The Comedy of Errors

William Shakespeare
The Roundhouse

Kirsty Bushell leading the cast Credit: Keith Pattison
Kirsty Bushell and Emily Taaffe Credit: Keith Pattison
Felix Hayes and Bruce Mackinnon Credit: Keith Pattison
Bruce Mackinnon and Jonathan McGuinness Credit: Keith Pattison

In the hands of Palestinian writer / director, Amir Nizar Zuabi, whose The Beloved has only just closed at the Bush, this is not so much a Comedy as a Carry On Farce of Errors.

This billing of the opening play in what the RSC is calling its Shipwreck Trilogy is not necessarily a criticism, more an observation on a production that avoids subtlety but is often extremely funny as clowning and slapstick come to the fore.

Zuabi has set the drama on a docked ship at the edge of some sinister contemporary Middle Eastern dictatorship. It opens with poor Nicholas Day playing Egeon suffering the first of several painful indignities as he is almost drowned before having to trot out lines with his usual sang froid.

Designer Jon Bausor does a lovely job, aided by a giant crane that brings in props and even people and ensures that the pace rarely lets up for 2¼ hours. Unusually, this is a case of the Mountain coming to Mohammed as the Ephesian Antipholus household and Emilia's nunnery are conjured from the ether along with the tortured Mr Day at the end of his tough evening.

Although the contemporary staging and political undercurrents are similar, this vision is sufficiently different from Dominic Cooke's starring Lenny Henry at the National last year to come across as a very different play.

The errors that fuel the comedy are centred on two pairs of identical twins—or not quite in this case.

The home team of Ephesus has a gibbering clown of a Dromio (henceforth D) Felix Hayes playing servant to a tall, blustering master in Stephen Hagan's Antipholus (A). They respectively look like a typical seventies medallion man and Herge's Tintin, as do their brothers.

The resemblance ends with the clothing and hair, since A of Syracuse in the person of Jonathan McGuinness is a much smaller man than A of E with a sweeter nature. In turn, Bruce Mackinnon as his D has more brains but less belligerence than his spaced-out, rapping brother.

Despite the obvious distinguishing characteristics, everyone in town gets thoroughly confused led by one of the evening's stars, Kirsty Bushell as Adriana, A of E's highly-strung, shrewish missus, and Emily Taafe playing her mousy sister.

Jewellers, tarts and servants suffer from the same delusions in an evening that becomes great fun, if a little strained for some tastes. All comes right at the end, which is really what matters in a comedy.

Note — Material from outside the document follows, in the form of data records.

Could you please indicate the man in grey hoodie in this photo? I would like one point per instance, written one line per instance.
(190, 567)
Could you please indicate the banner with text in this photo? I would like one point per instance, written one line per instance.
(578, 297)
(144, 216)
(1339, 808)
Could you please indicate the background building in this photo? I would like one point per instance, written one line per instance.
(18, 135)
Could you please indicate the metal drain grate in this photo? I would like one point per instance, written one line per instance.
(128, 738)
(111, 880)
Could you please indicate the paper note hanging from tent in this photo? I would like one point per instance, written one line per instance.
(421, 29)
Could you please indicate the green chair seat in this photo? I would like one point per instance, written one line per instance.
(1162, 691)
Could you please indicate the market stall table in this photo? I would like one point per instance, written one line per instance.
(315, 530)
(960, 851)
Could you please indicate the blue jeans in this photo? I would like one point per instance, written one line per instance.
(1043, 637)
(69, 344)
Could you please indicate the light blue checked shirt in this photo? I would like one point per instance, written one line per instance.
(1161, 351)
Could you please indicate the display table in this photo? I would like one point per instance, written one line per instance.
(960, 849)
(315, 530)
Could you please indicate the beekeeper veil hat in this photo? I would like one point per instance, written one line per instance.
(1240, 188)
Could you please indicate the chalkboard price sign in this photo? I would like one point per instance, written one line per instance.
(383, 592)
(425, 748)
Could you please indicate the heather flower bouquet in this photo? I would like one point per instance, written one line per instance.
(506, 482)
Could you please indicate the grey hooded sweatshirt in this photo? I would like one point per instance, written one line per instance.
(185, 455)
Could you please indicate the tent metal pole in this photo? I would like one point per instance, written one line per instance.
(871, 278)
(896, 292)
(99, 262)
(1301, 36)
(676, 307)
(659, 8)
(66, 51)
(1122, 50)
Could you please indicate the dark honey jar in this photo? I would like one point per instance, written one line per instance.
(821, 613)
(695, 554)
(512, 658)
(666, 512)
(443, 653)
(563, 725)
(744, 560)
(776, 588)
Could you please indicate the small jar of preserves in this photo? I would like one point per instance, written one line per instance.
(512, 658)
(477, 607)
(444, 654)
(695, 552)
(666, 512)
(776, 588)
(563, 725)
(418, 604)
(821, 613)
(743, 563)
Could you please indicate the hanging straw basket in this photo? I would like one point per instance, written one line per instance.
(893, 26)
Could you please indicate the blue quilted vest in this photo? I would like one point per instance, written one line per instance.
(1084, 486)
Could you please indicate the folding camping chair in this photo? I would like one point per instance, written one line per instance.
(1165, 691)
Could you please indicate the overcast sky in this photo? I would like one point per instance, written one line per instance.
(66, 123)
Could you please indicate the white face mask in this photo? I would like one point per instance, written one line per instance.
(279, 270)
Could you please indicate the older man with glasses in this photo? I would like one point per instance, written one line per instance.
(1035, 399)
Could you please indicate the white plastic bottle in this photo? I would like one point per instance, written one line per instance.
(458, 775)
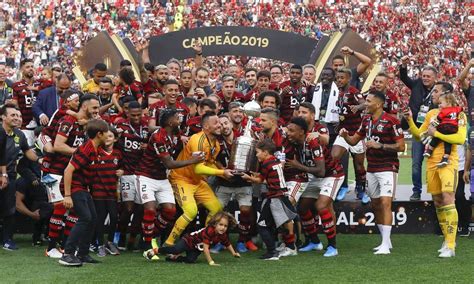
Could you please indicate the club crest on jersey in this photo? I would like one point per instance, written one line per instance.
(64, 128)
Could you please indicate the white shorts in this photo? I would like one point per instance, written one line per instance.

However, as an introduction to Shakespeare, this could be just the thing since a group of schoolchildren had a whale of a time, probably greatly relieved to discover that the dreaded Bard can be just as funny as their TV comedy heroes. One hopes that they will be back to see and enjoy Twelfth Night and The Tempest, which make up the trilogy and part of the World Shakespeare Festival.